71年の『世界を売った男』セッションで残されたボツ曲。元々はボウイが16歳の時(1963年)に書かれた曲でした。16で「人生に疲れた」って歌うのもどうかとは思うのですが、この曲は時を経て1980年、ボウイ33歳の時にアルバム『SCARY MONSTERS』収録曲「IT'S NO GAME」として生まれ変わったことは言うまでもありませんね。
73年発売のアルバム『ALADDIN SANE』は、元々そのタイトル『A LAD IN VAIN』が二転三転して付けられたタイトルでした。で、こちらの曲はその大元となる曲。まだ歌詞もなにも決まってないものです。この曲は結局楽曲としては完全にボツになりましたが、一部のアレンジが翌74年発売のアルバム『ダイアモンドの犬』収録曲「SWEET THING」にて転用されています。
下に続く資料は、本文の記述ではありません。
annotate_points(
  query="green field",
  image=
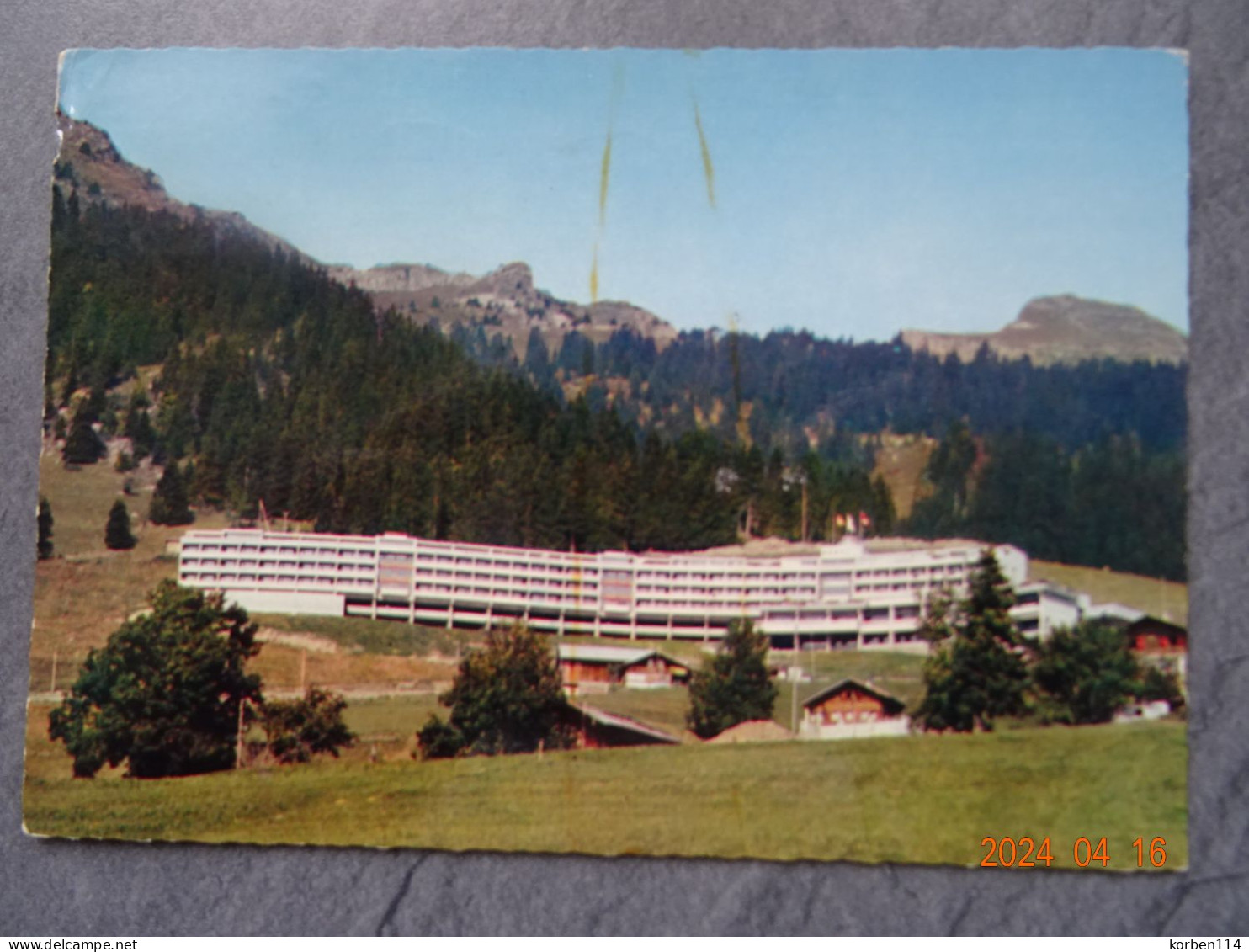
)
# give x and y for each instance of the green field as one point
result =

Ava Cherry / I Am A Laser (1974)
こちらは95年に(ちょっとインチキ臭いCDで)発掘されたアヴァ・チェリーのアルバム『PEOPLE FROM BAD HOME』収録曲ですが、74年当時は完全未発表でした。作詞作曲編曲プロデュース全部をボウイが担当し、彼女に提供された曲ですが、ええ、この曲も『SCARY MONSTERS』に入ってるボウイの「SCREAM LIKE A BABY」と同じ曲ですよね(歌詞はもちろん違いますが)。
ハーマンズ・ハーミッツのリード・シンガー、ピーター・ヌーンがミッキー・モストのRAKレーベルにてソロ・シンガーに転じた際、3曲目のシングルとしてボウイの「OH YOU PRETTY THINGS」を吹き込んでいます。71年頭に録音、中旬に発売され、英12位を記録しました。つまりボウイ本人版より先に録音・ヒットさせたことになります。このバージョンでボウイはピアノを演奏したとクレジットされていますが、正直眉唾もの(笑)。というのも同曲のアレンジャー、ジョニー・アーシーはピアニストでもあるからです。
最後です。以前も「アメリカン・ホラー・ストーリー」というTVシリーズで女優ジェシカ・ラングが「LIFE ON MARS」をカヴァーしたと紹介したことがありますが、同番組で彼女は再びボウイ・カヴァーを披露しています。「HEROES」完コピです。涙ものです。ボウイを「知る」ということはこういうことなのです。もちろんレディー・ガガもこのTV番組を見ただろうとは思うのですが、グラミーのアレを見る限り、彼女は少し勉強が足りなかったかもしれません。